En Belgique francophone, Pham, Debruyne, et Kinappe (1999) ont comparé les comportements antisociaux de 51 agresseurs de victimes adultes, 46 agresseurs de mineurs extrafamiliaux et 41 agresseurs de mineurs intrafamiliaux incarcérés dans sept prisons belges. Leurs résultats indiquent que les agresseurs de victimes adultes commettent davantage de délits antisociaux que les agresseurs d’enfants extrafamiliaux et intrafamiliaux. En effet, les agresseurs de victimes adultes ont commis un plus grand nombre de délits dont des délits violents (homicide/tentative d’homicide, coups et blessures). Ces mêmes agresseurs sont en moyenne plus jeunes. Par contre, le nombre total de délits non violents (délits de vol et d’escroquerie) ne différait pas entre les trois groupes. Par ailleurs, les agresseurs d’enfants intrafamiliaux et extrafamiliaux ne se différenciaient pas au niveau du nombre total de délits, du nombre de délits violents ainsi que du nombre de délits non violents. Toutefois, les agresseurs d’enfants extrafamiliaux ont agressé davantage des victimes de sexe masculin. Par ailleurs, le niveau de condamnation ne différait pas significativement entre les trois groupes. Toutefois, l’ensemble de ces comparaisons se limitait aux agresseurs sexuels incarcérés (Pham et al., 1999). Dès lors, la présente étude se propose de comparer les différents groupes d'agresseurs sexuels internés dans le cadre de la loi de « Défense Sociale ».

1. Méthodologie

1.1. Participants

La population d’étude se compose de 88 agresseurs sexuels internés en Défense Sociale en Belgique.

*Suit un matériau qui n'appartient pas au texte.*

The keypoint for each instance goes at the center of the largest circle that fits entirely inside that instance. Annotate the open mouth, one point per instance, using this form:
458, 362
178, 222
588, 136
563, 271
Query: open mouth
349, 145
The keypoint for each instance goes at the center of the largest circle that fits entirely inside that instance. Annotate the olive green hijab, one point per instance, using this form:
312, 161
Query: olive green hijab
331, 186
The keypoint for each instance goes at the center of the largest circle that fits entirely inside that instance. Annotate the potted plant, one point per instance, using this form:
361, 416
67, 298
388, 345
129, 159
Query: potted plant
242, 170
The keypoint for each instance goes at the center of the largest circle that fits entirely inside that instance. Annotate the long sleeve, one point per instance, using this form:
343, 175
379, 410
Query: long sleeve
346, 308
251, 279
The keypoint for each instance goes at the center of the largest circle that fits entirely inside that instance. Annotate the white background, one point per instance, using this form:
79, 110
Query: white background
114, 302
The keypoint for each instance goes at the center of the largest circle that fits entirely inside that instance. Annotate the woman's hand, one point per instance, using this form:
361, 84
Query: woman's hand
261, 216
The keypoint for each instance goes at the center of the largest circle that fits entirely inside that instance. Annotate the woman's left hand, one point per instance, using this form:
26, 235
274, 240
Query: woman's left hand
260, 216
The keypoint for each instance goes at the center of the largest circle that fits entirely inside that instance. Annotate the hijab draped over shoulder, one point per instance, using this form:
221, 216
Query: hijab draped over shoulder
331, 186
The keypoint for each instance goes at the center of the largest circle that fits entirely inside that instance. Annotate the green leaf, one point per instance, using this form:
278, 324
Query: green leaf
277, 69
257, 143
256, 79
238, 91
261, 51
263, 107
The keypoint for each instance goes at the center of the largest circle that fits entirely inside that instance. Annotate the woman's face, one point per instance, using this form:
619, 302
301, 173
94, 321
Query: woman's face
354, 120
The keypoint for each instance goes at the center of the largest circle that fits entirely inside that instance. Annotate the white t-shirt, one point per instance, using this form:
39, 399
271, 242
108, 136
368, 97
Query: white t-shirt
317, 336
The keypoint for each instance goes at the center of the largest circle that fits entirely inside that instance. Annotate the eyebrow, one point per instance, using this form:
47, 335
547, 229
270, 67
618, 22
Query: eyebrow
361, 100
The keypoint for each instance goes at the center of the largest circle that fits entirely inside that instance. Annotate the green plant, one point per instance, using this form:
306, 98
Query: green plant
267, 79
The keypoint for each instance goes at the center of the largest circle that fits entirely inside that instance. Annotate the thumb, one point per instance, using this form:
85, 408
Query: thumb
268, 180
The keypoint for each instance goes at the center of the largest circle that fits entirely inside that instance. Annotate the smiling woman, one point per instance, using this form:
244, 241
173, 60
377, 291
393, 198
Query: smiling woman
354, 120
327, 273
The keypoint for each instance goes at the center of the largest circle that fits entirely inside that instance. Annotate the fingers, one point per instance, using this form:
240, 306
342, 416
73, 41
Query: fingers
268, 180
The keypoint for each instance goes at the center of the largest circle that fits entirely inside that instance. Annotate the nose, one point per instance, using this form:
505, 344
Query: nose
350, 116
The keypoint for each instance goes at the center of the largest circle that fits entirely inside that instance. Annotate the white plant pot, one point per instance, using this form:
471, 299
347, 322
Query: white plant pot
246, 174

Ces participants ont été expertisés comme « incapables du contrôle de leurs actes » (Loi de Défense Sociale, 1964). Ils ne sont donc pas condamnés mais internés pour une durée indéterminée dans un établissement psychiatrique sécurisé et y bénéficient de soins. Ces agresseurs sexuels, ayant commis tout acte de pénétration, de quelque nature que ce soit et par quelque moyen que ce soit, ou tout acte d’attouchement ou d’exhibitionnisme à l’encontre d’une personne, ont été répartis en quatre groupes : (1) 29 agresseurs de victime(s) adulte(s) (victime de 14 ans ou plus, qu’elle soit un homme ou une femme sans lien de parenté) ; (2) 36 agresseurs d’enfants (victime de moins de 14 ans qu’elle soit un garçon ou une fille sans lien de parenté) ; et (3) 23 agresseurs mixtes, de victimes majeures et mineures (victime de 14 ans ou plus et d’un enfant de moins de 14 ans sans lien de parenté).

1.2. Variables

Les variables concernent l’âge des agresseurs sexuels au moment de l’évaluation, l’âge au moment du dernier délit sexuel (cette variable n’étant pas influencée par la durée de l’internement du patient), les caractéristiques délictueuses, ainsi que les caractéristiques relatives aux victimes. Les caractéristiques délictueuses des agresseurs sexuels se rapportent aux délits sexuels et non sexuels commis. Les délits sexuels concernent : 1) le viol, entendu comme étant toute pénétration vaginale, anale ou pratique de fellation ; 2) le délit d’attentat à la pudeur, c’est-à-dire tout acte d’attouchement ; et 3) le délit d’outrage public aux moeurs, c’est-à-dire tout acte d’exhibitionnisme. Les délits sexuels ont été répartis en délits sexuels violents (commis avec violence ou menaces) et en délits sexuels non violents (commis sans violence ni menace). Les délits non sexuels concernent 1) le vol ; 2) les coups et blessures ; 3) l’homicide ou la tentative d’homicide ; et 4) l’escroquerie (fraude, escroquerie, faux et usage de faux, contrefaçon). Les délits non sexuels ont été également répartis en délits non sexuels violents (vol avec violence, coups et blessures, et homicide ou tentative d’homicide) et en délits non sexuels non violents (vol sans violence et escroquerie). L’ensemble des délits a été regroupé en un nombre total de délits (délits sexuels et délits non sexuels commis), en un nombre total de délits violents (délits sexuels violents et délits non sexuels violents) et en un nombre total de délits non violents (délits sexuels non violents et délits non sexuels non violents). La durée d’emprisonnement ou d’internement antérieur a été considérée pour chaque délit, tant sexuel que non sexuel. Finalement, les données victimologiques se rapportent au nombre total de victimes d’agression sexuelle. Celles-ci se répartissent en victimes de sexe masculin et en victimes de sexe féminin, qu'elles soient âgées de 14 ans ou plus, ou de moins de 14 ans.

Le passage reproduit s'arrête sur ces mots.